Thoughtful summary Sofia and thanks for your responses to the questions I posed. You get at a crucial tension in the project here: should we see the images? And, if and when we do, HOW should we see them? The public education component of PRFS is central and I reckon the organisers want the unexpected (almost unfathomable, in many cases) images to jolt the viewer. The images have to exist to create that link between prisoners and artist-activists and then the images have to be shown to engage a wider public, but then these very personal interchanges have to be played out in public for the project to make its reach. The images serve to stoke discussion so, for me, as awkward as viewing them can be, I must. And then it’s upon me (and hopefully other viewers too) to consume the images conscientiously and with the political and social realities of mass incarceration in mind.
Thanks for dropping by Pete. I think the subject is far more interesting than I was able to address in this text. I understand your point and the visibility “they” need to have, but If I’m going to be theoretically honest I must reaffirm that the visibility of these images corrupts the very essence of the making of the images; not the essence of the project. Maybe showing them in correction facilities would be a more truthful way of sharing them with the free world… And thank you for writing this. When I read your text for the first time I was so happy to know such a project existed. I wish it could come to Portugal…
One of the other strengths of the project is that its methods are replicable. That’s not to say it’s not a huge undertaking with many partners and allies with keys to access and distribution, but similar type of work could come to Portugal. Heck, it could be initiated completely independently from PRFS in Portugal!?
Yes, as soon as I wrote that it could come to Portugal, I thought the same. I’m going to consider doing something about that!

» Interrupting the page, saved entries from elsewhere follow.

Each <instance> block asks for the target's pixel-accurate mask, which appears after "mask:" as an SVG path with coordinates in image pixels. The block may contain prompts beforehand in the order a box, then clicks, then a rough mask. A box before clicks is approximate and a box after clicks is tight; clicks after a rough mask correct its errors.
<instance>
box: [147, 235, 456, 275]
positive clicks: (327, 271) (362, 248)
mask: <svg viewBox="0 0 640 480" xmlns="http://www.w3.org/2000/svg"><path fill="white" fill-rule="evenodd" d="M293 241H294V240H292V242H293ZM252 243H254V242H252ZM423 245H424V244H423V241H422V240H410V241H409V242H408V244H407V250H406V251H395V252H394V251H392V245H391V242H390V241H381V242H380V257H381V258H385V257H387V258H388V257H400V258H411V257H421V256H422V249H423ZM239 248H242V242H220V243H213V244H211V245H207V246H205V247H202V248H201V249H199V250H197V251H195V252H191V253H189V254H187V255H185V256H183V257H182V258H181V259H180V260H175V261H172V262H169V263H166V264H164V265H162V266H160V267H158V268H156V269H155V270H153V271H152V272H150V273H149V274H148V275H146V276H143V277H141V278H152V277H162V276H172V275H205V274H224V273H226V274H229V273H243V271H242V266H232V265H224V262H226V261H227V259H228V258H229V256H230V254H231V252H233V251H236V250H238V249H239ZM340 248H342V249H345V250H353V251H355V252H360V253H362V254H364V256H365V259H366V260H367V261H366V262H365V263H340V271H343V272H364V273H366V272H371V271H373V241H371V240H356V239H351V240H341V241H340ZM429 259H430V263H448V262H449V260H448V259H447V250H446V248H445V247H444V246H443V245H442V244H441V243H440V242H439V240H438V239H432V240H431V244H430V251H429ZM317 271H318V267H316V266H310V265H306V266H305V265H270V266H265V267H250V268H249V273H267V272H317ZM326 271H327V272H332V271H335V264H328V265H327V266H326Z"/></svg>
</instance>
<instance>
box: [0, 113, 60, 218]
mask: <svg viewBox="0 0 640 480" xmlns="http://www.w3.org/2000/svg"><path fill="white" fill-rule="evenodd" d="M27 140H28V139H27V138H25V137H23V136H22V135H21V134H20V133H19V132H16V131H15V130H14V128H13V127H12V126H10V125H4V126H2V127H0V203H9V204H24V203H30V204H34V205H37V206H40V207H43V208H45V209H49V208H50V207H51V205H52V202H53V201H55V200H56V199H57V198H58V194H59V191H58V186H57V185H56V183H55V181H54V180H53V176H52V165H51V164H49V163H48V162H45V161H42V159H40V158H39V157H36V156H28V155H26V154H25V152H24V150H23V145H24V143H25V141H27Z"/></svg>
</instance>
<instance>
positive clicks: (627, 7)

Are you familiar with Mark Strandquist’s project Windows From Prison? http://www.windowsfromprison.com/
Or Benjamin Weber’s work in Louisiana?https://prisonphotography.org/2016/04/18/what-is-the-meaning-of-death-to-a-prisoner-serving-life/
Both are working with prisoners in spite of the challenges to make image-based work. The matters of collaborators, audience and distribution are so fascinating to me. And I presume there are more similar projects?
I wasn’t aware of these. I’ll give them a proper look, My fascination is with photo-therapy, I mean: when photography actually activates something that is far beyond its history and materiality and, doing that, promotes a stronger ethical relation with life. Portugal and the US are two very different places, so it’s tricky to consider how PRFS would work here…
Ah! One more practitioners work for you then (and then I promise to stop lobbing links at you!) Luigi Gariglio is a photographer and sociologist. He prompted both staff and prisoners with the same small sample of images in his photo-elicitation research. They all read the images differently. https://www.law.ox.ac.uk/research-subject-groups/centre-criminology/centreborder-criminologies/blog/2015/03/photo-elicitation
Lobby away :) These are all great references, although Luigi’s work really hits home. Doing something like PRFS in mental hospitals would be a dream project, something like photo requests from parallel worlds. Thanks for all this feedback.